Montegut, LA- World renowned, South Louisiana duck carver Jon Claude “Bill” Dufrene was found dead in his Montegut, La. work shop early Saturday morning. No foul play is expected but oddly noted was his prize carvings strategically displayed in order by the years in which he achieved his premiere successes.
His wife of 51 years, Madeleine, said, “He had been feeling under the weather but when he got up Saturday, everything seemed okay. I mean, he first was his ornery self but then I served him his Captain Crunch. Oh, he loved Captain Crunch, being a Navy man for all them years. I went check on him ‘bout 11:30 in the shed, for his lunch, and that’s when I found him dead. I called the 911 but I think he was gone because he always quickly turned off the TV when I came in. That and he had a sly, wicked smile on his face.”
Jon Claude first received recognition as a duck caller in West Monroe, Louisiana.

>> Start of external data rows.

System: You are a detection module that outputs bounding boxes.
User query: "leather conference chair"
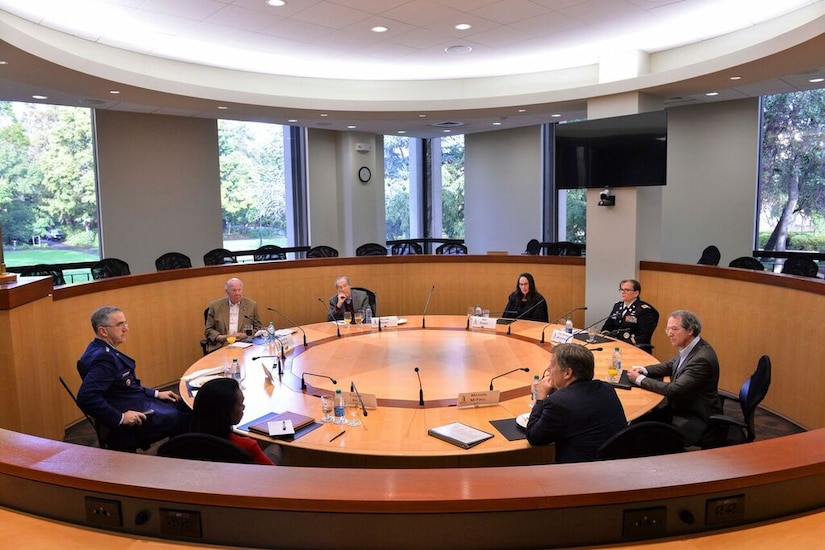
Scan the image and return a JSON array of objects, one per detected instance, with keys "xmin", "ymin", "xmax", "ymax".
[
  {"xmin": 596, "ymin": 422, "xmax": 685, "ymax": 460},
  {"xmin": 435, "ymin": 243, "xmax": 467, "ymax": 255},
  {"xmin": 155, "ymin": 252, "xmax": 192, "ymax": 271},
  {"xmin": 307, "ymin": 244, "xmax": 338, "ymax": 258},
  {"xmin": 158, "ymin": 433, "xmax": 253, "ymax": 464},
  {"xmin": 91, "ymin": 258, "xmax": 131, "ymax": 280},
  {"xmin": 355, "ymin": 243, "xmax": 387, "ymax": 256},
  {"xmin": 704, "ymin": 355, "xmax": 771, "ymax": 447},
  {"xmin": 728, "ymin": 256, "xmax": 765, "ymax": 271}
]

He was a young friend with the now famous Phillip Robertson of the Duck Commander Duck Calls and reality television show Duck Dynasty. Rumor has it that at the state duck calling competition as boys, Jon Claude was a clear winner, but Phillip got the first prize. When the two young men were on stage to receive the blue and red ribbons a fight ensued, Jon Claude taking an extreme shot to the mouth. Jon Claude’s lip was split and required stitches. After removing those stitches, Jon Claude had a massive scar and because of that injury he couldn’t achieve the sound he needed to call ducks. Jon Claude bitterly quit the sport. Some say he would never be the same.
But, the love of water fowl hunting consumed him. He picked up a knife and paint brush and started to carve while watching the PBS painter Bob Ross on TV, learning the strokes needed to be “happy, happy, happy.” Something he coined on the microphone that night at that fateful competition as a boy.

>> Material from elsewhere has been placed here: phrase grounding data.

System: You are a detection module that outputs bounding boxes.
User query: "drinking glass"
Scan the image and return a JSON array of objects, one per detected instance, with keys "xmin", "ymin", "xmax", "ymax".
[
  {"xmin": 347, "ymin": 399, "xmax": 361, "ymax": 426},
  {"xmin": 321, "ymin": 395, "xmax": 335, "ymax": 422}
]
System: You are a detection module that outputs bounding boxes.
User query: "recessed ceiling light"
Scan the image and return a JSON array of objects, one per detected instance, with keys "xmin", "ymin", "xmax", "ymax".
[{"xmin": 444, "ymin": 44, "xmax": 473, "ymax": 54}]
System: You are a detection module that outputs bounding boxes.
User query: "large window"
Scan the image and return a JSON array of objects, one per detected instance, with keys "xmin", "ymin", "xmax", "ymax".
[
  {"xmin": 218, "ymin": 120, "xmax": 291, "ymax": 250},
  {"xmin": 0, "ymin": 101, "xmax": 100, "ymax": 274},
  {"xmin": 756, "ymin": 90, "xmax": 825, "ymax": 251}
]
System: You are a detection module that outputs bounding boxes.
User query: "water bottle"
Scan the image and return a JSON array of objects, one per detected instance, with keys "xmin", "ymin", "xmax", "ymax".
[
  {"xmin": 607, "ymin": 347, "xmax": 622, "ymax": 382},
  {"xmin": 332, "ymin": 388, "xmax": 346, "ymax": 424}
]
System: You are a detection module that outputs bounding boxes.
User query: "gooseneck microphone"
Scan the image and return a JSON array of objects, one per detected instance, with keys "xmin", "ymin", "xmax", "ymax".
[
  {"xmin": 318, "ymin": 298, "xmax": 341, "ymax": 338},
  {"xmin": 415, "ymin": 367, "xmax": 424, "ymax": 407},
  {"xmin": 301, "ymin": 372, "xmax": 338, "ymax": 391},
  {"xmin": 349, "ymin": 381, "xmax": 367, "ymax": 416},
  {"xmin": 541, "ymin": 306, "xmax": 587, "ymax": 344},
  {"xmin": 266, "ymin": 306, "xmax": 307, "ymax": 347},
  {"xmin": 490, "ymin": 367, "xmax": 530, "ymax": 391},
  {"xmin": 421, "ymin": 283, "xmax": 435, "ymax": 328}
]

He started winning numerous local, state, and national duck carving contests and in 1995 voted top five in the world, his forte being the bill, thus, the nickname. His peers would say that he always achieved the perfect duck bill. He was quoted after a long night of drinking at BJ’s Lounge, “Man, it’s the part the duck talks with, damn it. The curves, the seamless line into the face, you gotta get that right. Let’s say the duck wanted to call people. He’d use a people call, right? But if his bill ain't right, if he can't communicate, he can't speak to his people friends, his buddies as a boy. Look, I love making all my special little birds but I can’t talk to them, not the right way. Damn it, you don’t understand. I can’t use that telepathy.”

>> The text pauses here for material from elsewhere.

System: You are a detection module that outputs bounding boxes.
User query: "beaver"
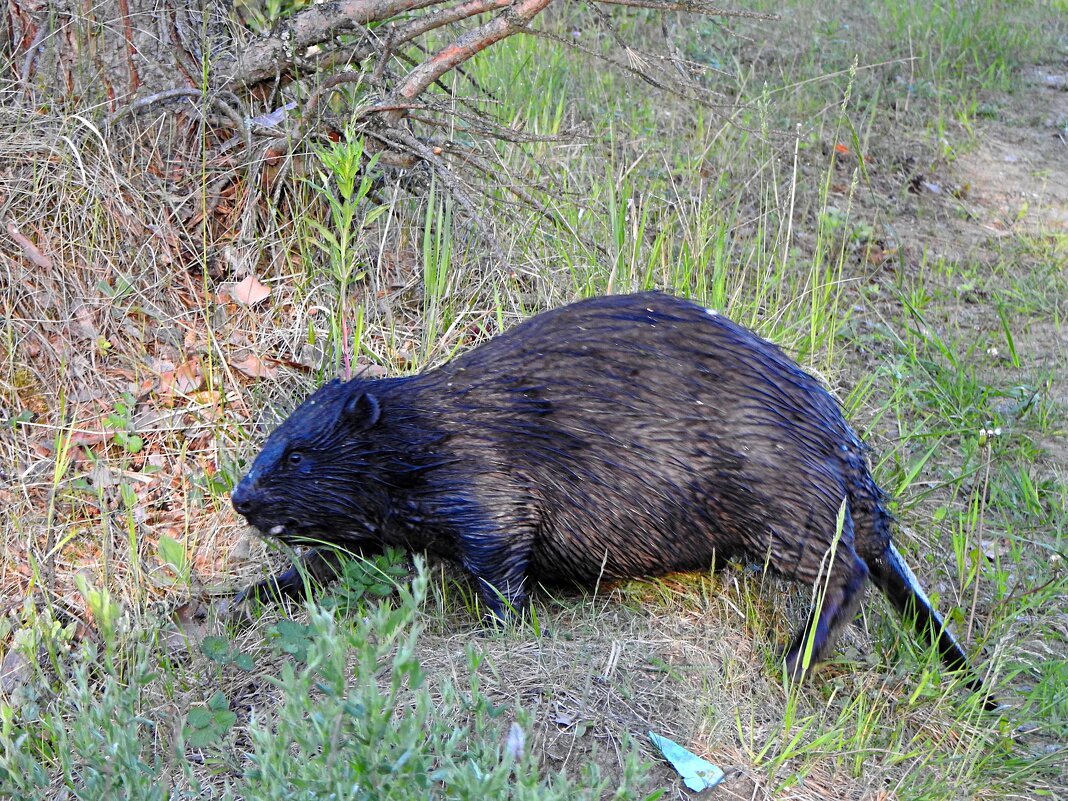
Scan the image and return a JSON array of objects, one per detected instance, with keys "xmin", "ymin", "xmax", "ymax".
[{"xmin": 233, "ymin": 293, "xmax": 980, "ymax": 689}]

The locals loved him, too, always going to shows and giving pointers, never too tired to speak to the young people to inspire and keep the art of duck carving alive, and never too afraid to take his prize carvings out in the field.
Jon Claude once said, “At dawn, with the sun coming up, I like to look at my art work out on the pond. I imagine they could fly, take off with the others that came in. Well, the one’s that didn’t get shot. They would fly, high and away, and come back next year, my friends that I created, with their perfect little bills. They’ll speak to me, tell me of their adventures, and I’ll understand. Sometimes I cry at night because I can’t answer their questions.”
Services will be Tuesday.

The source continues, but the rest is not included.